春、恋。夢桜。
「カズハー!いるか?」
すっかりとピンク色に染まった桜を見上げながら、俺はできるだけ大きな声で叫んだ。
ゴツゴツとした幹にそっと触れて、真下から枝を覗き込む。
すると、タイミングを見計らったかのように、桜の花よりも少し濃いピンク色の着物と赤い帯が見えた。
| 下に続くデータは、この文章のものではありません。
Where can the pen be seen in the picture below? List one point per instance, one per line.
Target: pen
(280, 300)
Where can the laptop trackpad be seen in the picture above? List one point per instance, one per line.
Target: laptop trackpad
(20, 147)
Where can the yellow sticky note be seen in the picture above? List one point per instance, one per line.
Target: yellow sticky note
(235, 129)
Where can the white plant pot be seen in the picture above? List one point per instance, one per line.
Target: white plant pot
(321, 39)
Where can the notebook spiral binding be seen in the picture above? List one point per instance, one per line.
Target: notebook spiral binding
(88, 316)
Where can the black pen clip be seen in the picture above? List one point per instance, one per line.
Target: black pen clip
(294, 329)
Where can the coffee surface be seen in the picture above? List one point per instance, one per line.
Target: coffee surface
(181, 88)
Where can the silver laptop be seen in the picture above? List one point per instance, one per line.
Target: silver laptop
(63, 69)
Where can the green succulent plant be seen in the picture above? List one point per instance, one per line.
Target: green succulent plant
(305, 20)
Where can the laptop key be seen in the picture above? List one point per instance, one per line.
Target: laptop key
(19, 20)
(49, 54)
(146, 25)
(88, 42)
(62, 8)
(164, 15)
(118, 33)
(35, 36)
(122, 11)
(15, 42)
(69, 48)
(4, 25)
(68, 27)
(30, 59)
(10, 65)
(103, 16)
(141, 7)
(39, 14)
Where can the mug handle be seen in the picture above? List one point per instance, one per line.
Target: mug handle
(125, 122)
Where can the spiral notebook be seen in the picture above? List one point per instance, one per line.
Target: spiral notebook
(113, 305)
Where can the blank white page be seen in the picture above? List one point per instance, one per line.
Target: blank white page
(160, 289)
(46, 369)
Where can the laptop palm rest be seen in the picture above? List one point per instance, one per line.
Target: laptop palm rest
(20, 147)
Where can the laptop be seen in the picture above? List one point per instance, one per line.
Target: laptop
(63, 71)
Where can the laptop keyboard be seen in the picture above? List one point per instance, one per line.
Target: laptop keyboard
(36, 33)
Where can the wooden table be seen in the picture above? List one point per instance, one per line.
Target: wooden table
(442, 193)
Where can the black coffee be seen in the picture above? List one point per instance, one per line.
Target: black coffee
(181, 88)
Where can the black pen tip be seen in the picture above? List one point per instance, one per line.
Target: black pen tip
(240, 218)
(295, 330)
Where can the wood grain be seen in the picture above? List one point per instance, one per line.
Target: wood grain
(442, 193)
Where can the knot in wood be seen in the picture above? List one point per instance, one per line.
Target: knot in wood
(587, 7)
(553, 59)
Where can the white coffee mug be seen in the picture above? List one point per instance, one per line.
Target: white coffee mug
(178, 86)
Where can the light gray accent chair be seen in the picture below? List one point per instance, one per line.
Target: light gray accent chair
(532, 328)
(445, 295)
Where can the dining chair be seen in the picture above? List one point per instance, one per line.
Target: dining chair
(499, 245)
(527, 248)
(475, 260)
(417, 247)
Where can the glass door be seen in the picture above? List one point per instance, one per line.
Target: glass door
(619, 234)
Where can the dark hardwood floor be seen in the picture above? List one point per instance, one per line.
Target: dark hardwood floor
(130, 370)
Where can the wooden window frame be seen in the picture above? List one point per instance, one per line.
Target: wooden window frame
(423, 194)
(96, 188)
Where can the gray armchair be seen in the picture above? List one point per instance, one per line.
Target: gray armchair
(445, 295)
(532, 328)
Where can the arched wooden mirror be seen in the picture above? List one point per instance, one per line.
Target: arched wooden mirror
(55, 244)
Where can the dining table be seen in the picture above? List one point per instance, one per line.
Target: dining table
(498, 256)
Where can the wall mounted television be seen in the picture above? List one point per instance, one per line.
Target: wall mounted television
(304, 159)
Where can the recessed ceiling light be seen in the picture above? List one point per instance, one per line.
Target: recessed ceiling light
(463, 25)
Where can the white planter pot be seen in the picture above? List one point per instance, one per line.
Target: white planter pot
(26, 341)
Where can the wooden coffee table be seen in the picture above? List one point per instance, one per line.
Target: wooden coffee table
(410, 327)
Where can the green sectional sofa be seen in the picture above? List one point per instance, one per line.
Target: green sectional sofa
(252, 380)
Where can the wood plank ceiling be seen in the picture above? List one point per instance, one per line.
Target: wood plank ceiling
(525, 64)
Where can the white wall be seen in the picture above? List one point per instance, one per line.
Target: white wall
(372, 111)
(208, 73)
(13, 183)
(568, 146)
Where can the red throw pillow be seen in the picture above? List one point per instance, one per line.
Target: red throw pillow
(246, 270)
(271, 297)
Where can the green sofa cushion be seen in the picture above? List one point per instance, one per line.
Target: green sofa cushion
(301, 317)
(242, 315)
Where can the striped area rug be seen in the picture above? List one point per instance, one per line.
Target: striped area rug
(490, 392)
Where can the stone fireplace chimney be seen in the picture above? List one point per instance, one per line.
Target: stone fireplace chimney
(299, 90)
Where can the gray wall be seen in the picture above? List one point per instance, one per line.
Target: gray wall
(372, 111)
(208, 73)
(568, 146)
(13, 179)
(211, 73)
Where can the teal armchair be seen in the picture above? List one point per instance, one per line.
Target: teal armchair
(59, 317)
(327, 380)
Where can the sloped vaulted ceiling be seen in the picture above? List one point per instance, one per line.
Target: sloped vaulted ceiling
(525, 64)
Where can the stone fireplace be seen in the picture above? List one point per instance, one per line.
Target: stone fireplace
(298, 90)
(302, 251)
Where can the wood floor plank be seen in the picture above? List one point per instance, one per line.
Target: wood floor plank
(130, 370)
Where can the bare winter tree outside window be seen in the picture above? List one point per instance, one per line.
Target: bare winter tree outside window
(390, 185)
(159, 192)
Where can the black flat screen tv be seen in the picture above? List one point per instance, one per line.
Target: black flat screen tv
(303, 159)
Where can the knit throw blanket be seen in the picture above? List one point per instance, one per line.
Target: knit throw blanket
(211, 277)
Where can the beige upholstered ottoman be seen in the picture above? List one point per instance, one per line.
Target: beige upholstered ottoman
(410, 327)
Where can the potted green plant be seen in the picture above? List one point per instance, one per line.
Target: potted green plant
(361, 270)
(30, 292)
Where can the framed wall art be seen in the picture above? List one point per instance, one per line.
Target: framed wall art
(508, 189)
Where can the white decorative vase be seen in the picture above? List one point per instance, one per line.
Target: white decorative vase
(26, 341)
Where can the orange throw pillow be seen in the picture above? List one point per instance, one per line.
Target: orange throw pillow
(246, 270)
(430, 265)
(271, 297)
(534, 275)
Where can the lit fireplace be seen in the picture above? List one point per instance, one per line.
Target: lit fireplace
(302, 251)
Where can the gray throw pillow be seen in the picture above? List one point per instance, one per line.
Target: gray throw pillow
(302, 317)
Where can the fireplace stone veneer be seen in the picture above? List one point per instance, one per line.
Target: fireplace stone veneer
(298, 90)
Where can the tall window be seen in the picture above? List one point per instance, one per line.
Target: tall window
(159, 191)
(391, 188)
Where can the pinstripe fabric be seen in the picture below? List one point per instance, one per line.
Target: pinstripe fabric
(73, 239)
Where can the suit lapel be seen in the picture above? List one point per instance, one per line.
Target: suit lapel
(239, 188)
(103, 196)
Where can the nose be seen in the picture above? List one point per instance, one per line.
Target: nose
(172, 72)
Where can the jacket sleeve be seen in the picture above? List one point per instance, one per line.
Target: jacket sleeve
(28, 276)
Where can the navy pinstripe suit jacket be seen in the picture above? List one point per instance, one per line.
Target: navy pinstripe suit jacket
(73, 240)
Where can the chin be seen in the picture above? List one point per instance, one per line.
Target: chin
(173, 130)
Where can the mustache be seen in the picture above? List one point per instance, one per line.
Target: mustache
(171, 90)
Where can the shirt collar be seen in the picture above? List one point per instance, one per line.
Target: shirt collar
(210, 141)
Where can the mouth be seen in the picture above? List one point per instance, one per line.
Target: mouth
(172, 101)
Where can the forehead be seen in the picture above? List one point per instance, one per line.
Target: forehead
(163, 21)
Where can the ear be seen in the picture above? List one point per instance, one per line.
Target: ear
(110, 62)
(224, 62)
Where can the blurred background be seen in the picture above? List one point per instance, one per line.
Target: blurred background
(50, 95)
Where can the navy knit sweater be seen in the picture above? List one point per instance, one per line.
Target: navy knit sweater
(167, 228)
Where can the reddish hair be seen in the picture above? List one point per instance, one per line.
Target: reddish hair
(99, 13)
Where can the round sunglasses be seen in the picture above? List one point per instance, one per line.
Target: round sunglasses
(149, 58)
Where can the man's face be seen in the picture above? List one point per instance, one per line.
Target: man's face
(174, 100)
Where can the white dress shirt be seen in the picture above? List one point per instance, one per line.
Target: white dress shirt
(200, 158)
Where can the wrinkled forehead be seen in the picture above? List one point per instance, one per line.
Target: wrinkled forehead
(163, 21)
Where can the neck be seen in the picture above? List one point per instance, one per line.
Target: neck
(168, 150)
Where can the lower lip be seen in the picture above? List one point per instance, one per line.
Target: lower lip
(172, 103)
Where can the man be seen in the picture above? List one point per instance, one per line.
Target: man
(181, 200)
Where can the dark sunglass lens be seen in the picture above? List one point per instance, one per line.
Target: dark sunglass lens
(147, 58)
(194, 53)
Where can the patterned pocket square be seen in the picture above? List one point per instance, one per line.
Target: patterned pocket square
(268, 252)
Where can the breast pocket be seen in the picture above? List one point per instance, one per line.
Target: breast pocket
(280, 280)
「キョー!お主がこのような明るい時間に来るとは、珍しいこともあるのう」
顔いっぱいに笑みを浮かべるカズハは、どこか幼く見える。
だが、その笑顔は本当に澄んでいて、まぶしくて……
俺を含めた全ての人間がこんな風に笑えたら良いのに
なんて、柄にもなく思う程だった。
「昨日の晩はどうして来んかったのじゃ?わしはずっと待っておったのに……」
枝からふわりと舞い降りたカズハは、さっきとは違う少し淋しそうな顔で言った。
「悪かったな。本当は来る予定だったけど、ちょっと執り込んでてさ」
「そうか……。もう来てくれんのかと思って不安だったんじゃ。でも、こうしてキョーが来てくれて安心した!」
「大丈夫だ。カズハがここにいる限り、俺がここに来なくなることなんて、当分ないからさ」
そう言って少し微笑むと、カズハはまた、もとの笑顔に戻っていた。